Uroš Stojanov

Personal information
- Date of birth: 5 January 1989 (age 37)
- Place of birth: Kikinda, SFR Yugoslavia
- Height: 1.90 m (6 ft 3 in)
- Position: Second striker

Team information
- Current team: OFK Kikinda

Senior career*
- Years: Team / Apps / (Gls)
- 2010–2011: Donji Srem / 7 / (2)
- 2012–2013: Radnički Pirot / 44 / (19)
- 2013–2014: Jedinstvo Bihać / 28 / (17)
- 2014–2015: Zvijezda Gradačac / 27 / (11)
- 2015: Ayia Napa / 12 / (5)
- 2016: Prachuap Khiri Khan / 0 / (0)
- 2017: Kissamikos / 18 / (3)
- 2017–2018: Rudar Pljevlja / 9 / (0)
- 2018–2019: MOF Customs United / 49 / (22)
- 2020–2021: ÍF / 38 / (23)
- 2021–2022: B36 Tórshavn / 22 / (7)
- 2022–2023: Skála / 13 / (7)
- 2023: 07 Vestur / 19 / (8)
- 2024: ÍF / 23 / (6)
- 2025–: OFK Kikinda

= Uroš Stojanov =

Serbian footballer (born 1989)

Uroš Stojanov (Урош Стојанов; born 5 January 1989) is a Serbian footballer who plays as a forward for OFK Kikinda.

==Career==
In June 2015, Stojanov was rumoured to Zorya Luhansk.

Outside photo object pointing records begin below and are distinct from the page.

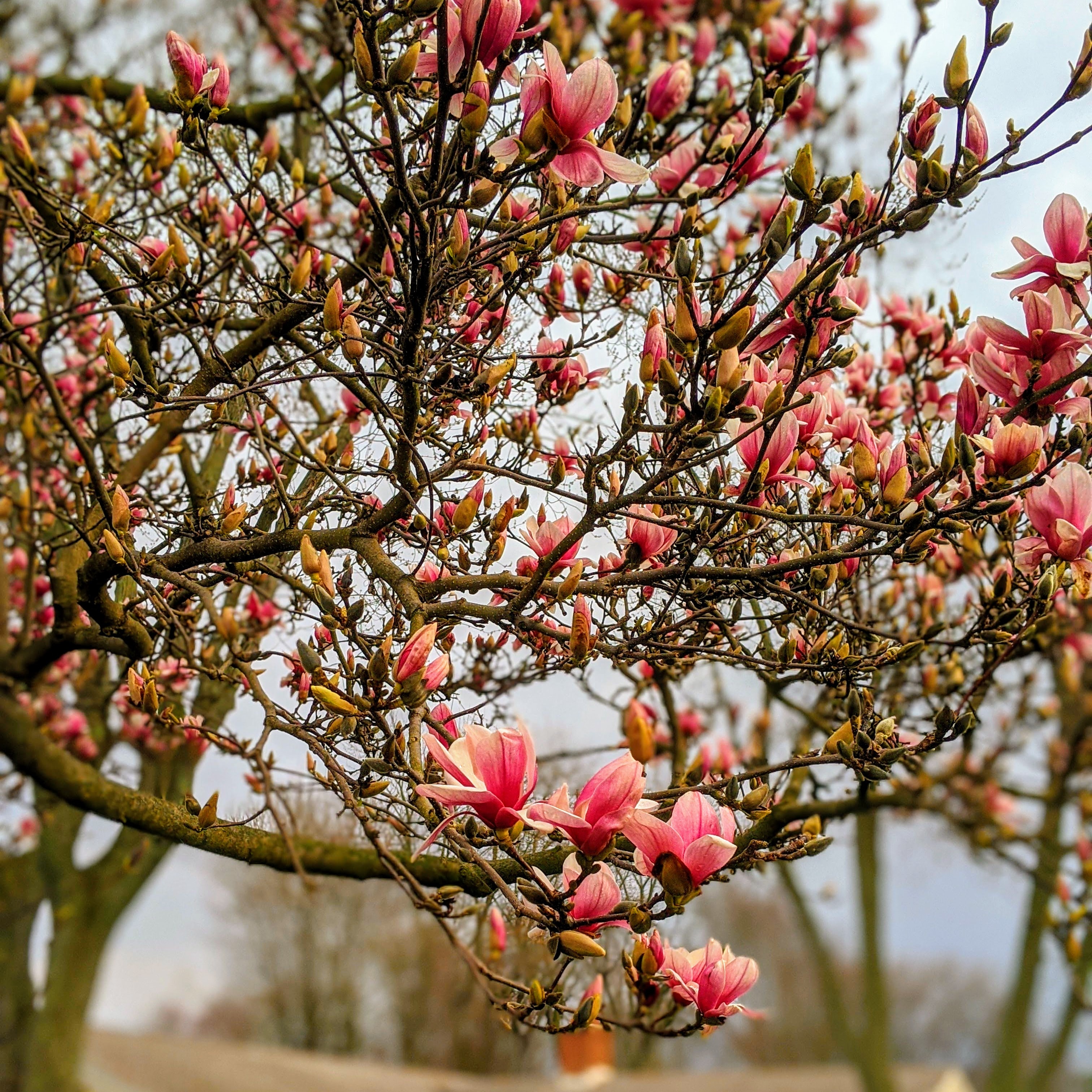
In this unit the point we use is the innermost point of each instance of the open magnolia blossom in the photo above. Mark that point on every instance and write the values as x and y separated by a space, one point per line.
438 395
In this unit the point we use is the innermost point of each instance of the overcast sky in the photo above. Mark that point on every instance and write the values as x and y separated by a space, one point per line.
940 904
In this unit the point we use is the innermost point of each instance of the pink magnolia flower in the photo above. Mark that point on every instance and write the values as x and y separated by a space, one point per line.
670 87
705 42
659 12
597 896
779 450
699 838
603 807
710 979
975 139
1061 510
1009 446
220 91
1064 228
436 673
572 108
544 537
648 540
923 124
498 20
493 774
677 169
970 411
415 653
188 66
1011 363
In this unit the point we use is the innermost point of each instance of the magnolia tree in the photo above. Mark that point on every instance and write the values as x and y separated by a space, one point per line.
488 343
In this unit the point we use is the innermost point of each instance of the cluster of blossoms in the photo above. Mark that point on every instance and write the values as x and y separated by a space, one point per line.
292 391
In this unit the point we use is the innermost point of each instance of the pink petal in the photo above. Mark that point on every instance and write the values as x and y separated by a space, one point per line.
652 837
694 816
708 855
589 99
454 795
598 896
622 170
448 762
578 164
1064 228
502 764
618 785
571 824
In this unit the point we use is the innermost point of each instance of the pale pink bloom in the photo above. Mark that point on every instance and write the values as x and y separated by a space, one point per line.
499 20
710 979
498 932
650 540
975 138
1061 510
415 653
436 673
778 35
660 12
670 87
970 412
576 105
705 42
594 989
493 774
677 169
923 123
597 896
699 833
582 280
1009 445
603 807
1014 363
779 450
220 91
892 460
1064 228
188 66
544 537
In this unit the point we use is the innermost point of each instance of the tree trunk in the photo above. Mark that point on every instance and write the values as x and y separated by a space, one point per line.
20 898
87 906
875 1048
838 1017
1007 1073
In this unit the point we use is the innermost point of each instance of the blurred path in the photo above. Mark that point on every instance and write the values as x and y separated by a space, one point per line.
117 1063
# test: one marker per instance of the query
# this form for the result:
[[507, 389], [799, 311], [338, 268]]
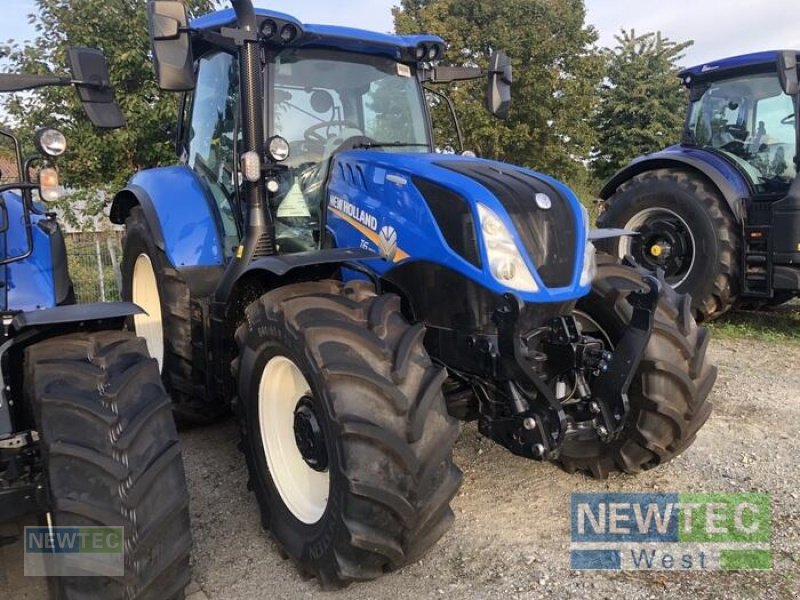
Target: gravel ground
[[511, 536]]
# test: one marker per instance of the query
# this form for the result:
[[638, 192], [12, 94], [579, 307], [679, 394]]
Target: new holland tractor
[[87, 437], [719, 213], [353, 295]]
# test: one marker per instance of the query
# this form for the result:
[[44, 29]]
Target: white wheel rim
[[639, 219], [303, 490], [144, 291]]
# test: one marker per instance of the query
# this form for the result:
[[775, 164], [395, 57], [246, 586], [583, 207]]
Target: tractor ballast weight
[[87, 438], [720, 212], [351, 294]]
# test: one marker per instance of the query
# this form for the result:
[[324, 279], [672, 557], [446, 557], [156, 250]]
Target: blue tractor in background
[[720, 212], [87, 437], [313, 265]]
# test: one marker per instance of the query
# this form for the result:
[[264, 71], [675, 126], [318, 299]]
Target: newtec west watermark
[[671, 532]]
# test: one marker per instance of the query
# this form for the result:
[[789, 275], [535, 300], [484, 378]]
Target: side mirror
[[787, 71], [90, 73], [171, 45], [498, 94]]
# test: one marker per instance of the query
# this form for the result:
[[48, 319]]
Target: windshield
[[324, 101], [752, 121]]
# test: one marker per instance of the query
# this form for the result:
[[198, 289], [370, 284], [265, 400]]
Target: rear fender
[[724, 176]]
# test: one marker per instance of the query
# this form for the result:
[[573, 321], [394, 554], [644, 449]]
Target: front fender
[[733, 186], [182, 221]]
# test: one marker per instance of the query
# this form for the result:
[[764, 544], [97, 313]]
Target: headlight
[[589, 255], [505, 262], [278, 149]]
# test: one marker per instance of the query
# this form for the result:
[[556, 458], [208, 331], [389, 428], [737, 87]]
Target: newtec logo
[[671, 532], [79, 551]]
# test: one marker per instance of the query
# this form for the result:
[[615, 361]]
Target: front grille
[[454, 217], [549, 236]]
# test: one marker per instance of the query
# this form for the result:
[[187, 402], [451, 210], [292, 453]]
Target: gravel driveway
[[511, 536]]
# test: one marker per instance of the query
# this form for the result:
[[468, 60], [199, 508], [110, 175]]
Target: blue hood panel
[[372, 195]]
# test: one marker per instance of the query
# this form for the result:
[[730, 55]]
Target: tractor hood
[[434, 205]]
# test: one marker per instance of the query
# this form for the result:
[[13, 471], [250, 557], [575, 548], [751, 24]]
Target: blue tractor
[[87, 438], [314, 265], [720, 212]]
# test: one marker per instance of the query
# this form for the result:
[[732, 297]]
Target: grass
[[780, 324]]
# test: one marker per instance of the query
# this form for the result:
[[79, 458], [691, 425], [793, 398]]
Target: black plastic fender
[[28, 328], [282, 266], [130, 197]]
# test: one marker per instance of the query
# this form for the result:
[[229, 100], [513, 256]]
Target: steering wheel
[[311, 134]]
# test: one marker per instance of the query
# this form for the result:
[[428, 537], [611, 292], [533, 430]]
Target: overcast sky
[[719, 29]]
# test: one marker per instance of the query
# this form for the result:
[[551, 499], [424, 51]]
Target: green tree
[[96, 163], [642, 101], [556, 73]]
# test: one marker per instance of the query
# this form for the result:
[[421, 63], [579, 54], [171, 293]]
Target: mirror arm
[[451, 106], [451, 74], [13, 82]]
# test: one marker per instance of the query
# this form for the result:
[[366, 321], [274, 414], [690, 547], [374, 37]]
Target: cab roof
[[713, 70], [399, 47]]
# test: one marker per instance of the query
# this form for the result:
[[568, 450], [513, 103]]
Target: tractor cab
[[327, 90], [745, 110]]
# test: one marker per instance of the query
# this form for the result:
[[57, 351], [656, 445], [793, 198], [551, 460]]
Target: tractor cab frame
[[740, 149]]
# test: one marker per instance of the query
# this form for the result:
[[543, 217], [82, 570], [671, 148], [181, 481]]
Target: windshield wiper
[[368, 145]]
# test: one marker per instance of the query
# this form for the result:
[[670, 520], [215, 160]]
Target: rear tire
[[668, 395], [712, 277], [383, 500], [111, 457], [162, 292]]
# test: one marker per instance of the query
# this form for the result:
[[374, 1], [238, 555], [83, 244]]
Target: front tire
[[686, 229], [111, 457], [361, 482], [668, 395]]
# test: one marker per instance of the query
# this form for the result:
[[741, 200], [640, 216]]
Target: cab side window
[[210, 137]]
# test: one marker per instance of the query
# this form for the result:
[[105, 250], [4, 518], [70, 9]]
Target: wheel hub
[[664, 242], [308, 435]]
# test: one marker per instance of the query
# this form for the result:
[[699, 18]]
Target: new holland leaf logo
[[387, 241]]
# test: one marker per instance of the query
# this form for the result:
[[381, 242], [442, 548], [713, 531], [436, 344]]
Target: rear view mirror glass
[[90, 72], [498, 96], [171, 45]]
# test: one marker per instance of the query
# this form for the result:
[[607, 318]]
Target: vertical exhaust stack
[[259, 233]]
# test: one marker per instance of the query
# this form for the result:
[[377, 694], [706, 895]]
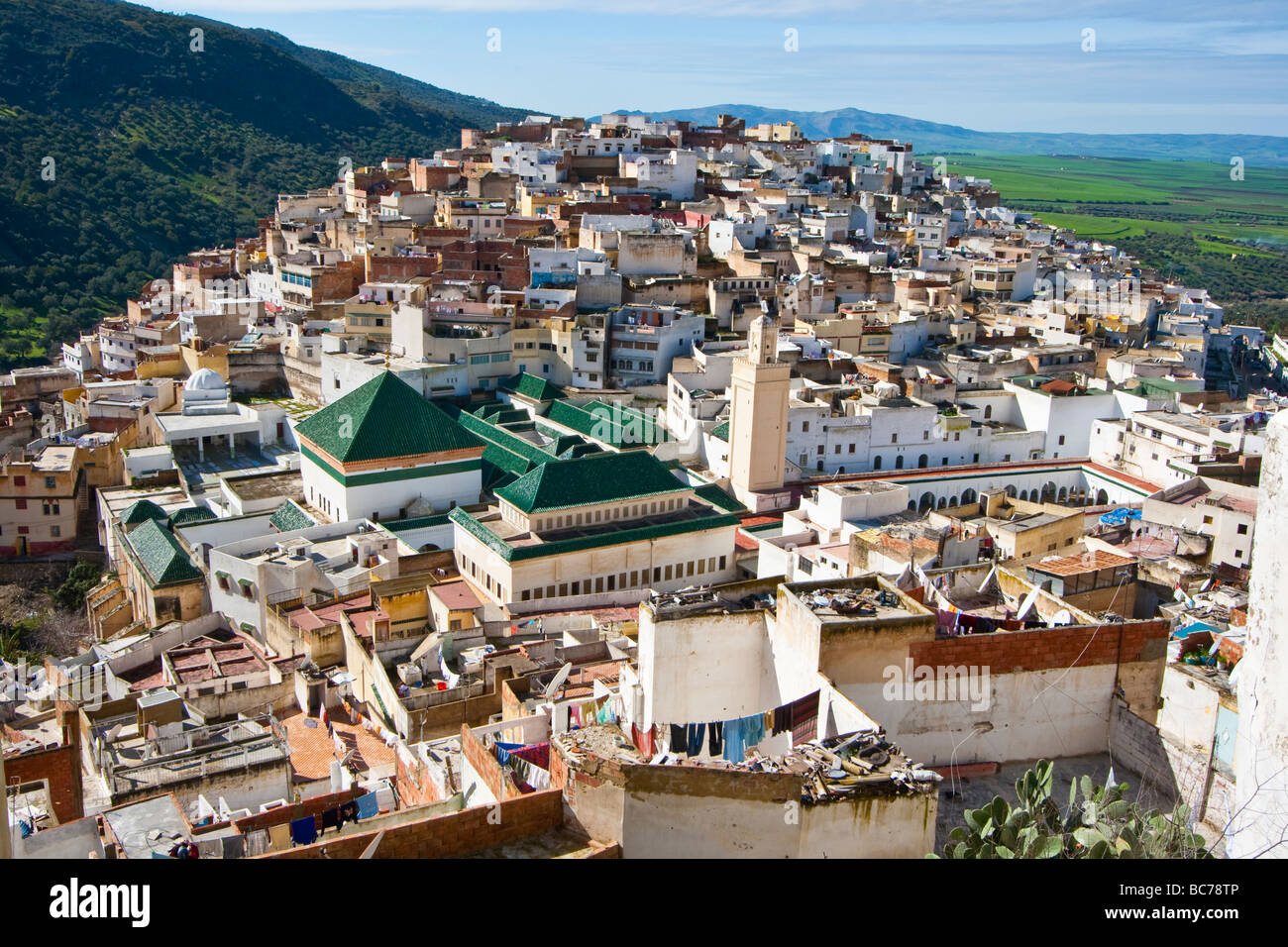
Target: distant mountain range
[[931, 138], [124, 147]]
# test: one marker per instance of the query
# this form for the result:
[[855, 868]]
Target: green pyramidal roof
[[591, 479], [141, 512], [532, 386], [384, 418], [161, 556]]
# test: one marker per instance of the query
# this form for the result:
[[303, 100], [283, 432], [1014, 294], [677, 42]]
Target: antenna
[[558, 681]]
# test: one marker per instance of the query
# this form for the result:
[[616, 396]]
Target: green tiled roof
[[288, 517], [609, 538], [384, 418], [141, 512], [719, 499], [161, 556], [591, 479], [191, 514], [532, 386], [415, 522], [619, 427]]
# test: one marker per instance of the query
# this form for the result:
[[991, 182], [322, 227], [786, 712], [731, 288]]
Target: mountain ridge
[[156, 149], [930, 138]]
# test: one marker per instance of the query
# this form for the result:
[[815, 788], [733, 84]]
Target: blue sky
[[1158, 65]]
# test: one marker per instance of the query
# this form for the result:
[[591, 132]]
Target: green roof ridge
[[384, 418]]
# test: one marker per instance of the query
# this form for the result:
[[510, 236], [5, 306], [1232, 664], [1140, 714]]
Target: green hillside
[[1188, 219], [159, 150]]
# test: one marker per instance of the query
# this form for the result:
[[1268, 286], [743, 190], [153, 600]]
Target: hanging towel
[[304, 831], [679, 738], [368, 805], [715, 742], [258, 843], [537, 754], [696, 732], [233, 847], [782, 719], [733, 741]]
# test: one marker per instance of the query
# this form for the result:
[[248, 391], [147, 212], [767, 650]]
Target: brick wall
[[1050, 648], [452, 835], [60, 768], [487, 767], [394, 268], [1140, 746]]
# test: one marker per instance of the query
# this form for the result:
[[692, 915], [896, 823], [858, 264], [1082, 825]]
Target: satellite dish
[[558, 681]]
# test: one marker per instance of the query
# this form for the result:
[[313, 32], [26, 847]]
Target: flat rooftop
[[267, 486]]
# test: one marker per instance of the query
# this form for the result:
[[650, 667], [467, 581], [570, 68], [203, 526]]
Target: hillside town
[[599, 484]]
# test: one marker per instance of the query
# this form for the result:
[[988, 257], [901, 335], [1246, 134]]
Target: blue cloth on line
[[733, 737], [368, 805], [304, 831]]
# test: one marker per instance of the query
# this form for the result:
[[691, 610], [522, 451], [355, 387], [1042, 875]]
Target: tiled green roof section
[[506, 451], [591, 479], [613, 424], [161, 556], [719, 499], [532, 386], [290, 515], [384, 418], [141, 512], [191, 514], [415, 522], [609, 538]]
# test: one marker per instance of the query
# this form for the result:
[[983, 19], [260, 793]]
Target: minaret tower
[[758, 425]]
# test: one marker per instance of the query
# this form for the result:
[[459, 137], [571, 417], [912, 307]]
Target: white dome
[[205, 380]]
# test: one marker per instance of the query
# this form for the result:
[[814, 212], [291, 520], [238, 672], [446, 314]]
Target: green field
[[1108, 197], [1186, 219]]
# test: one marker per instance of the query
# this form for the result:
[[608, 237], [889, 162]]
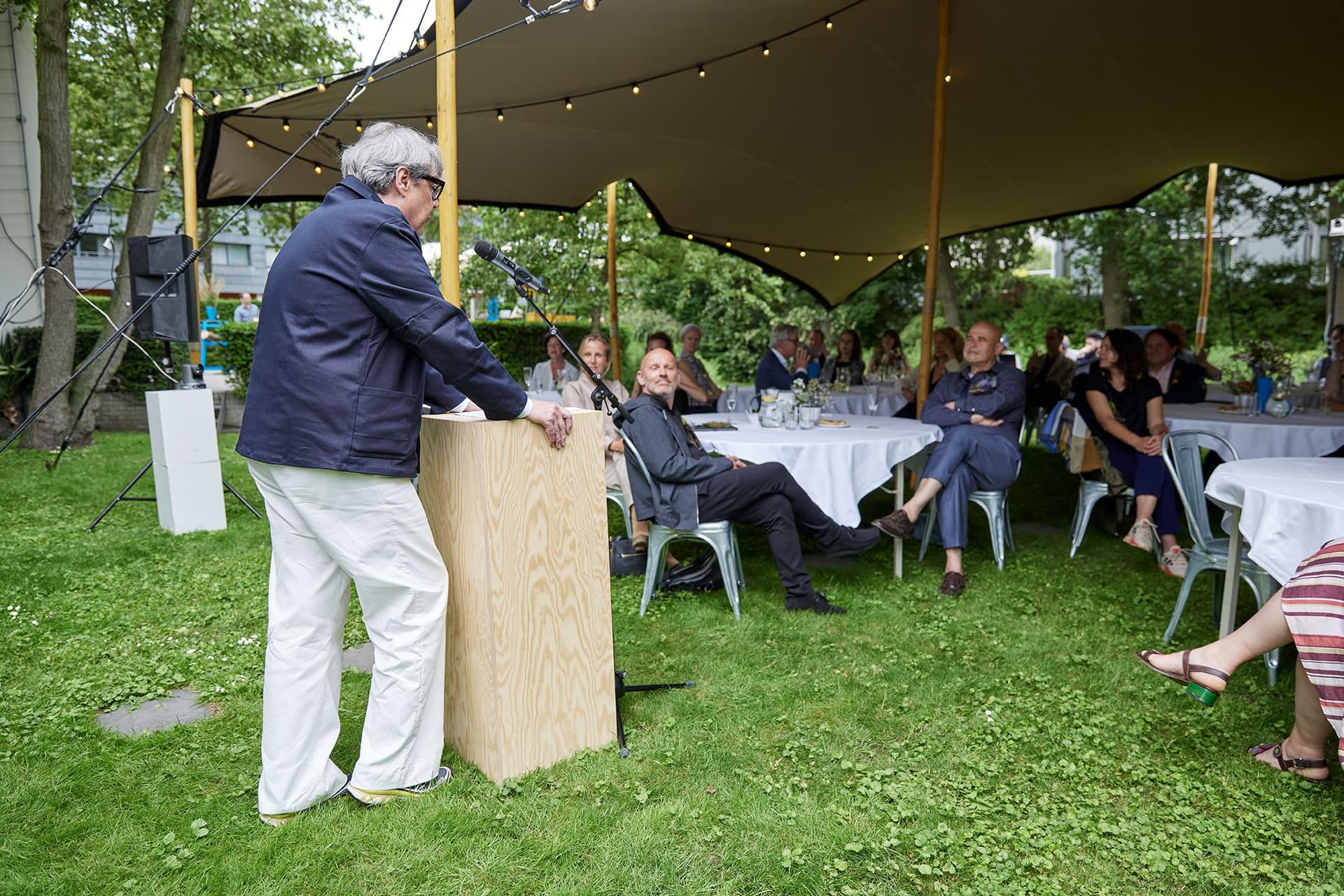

On 25 June 2021, Stojanov signed with B36 Tórshavn, after he became joint top goalscorer of the Faroe Islands Premier League the season before for league rivals ÍF Fuglafjørður.

Stojanov joined newly promoted Skála on 19 June 2022. In November 2022, it was announced that he would move to 07 Vestur for the 2023 season.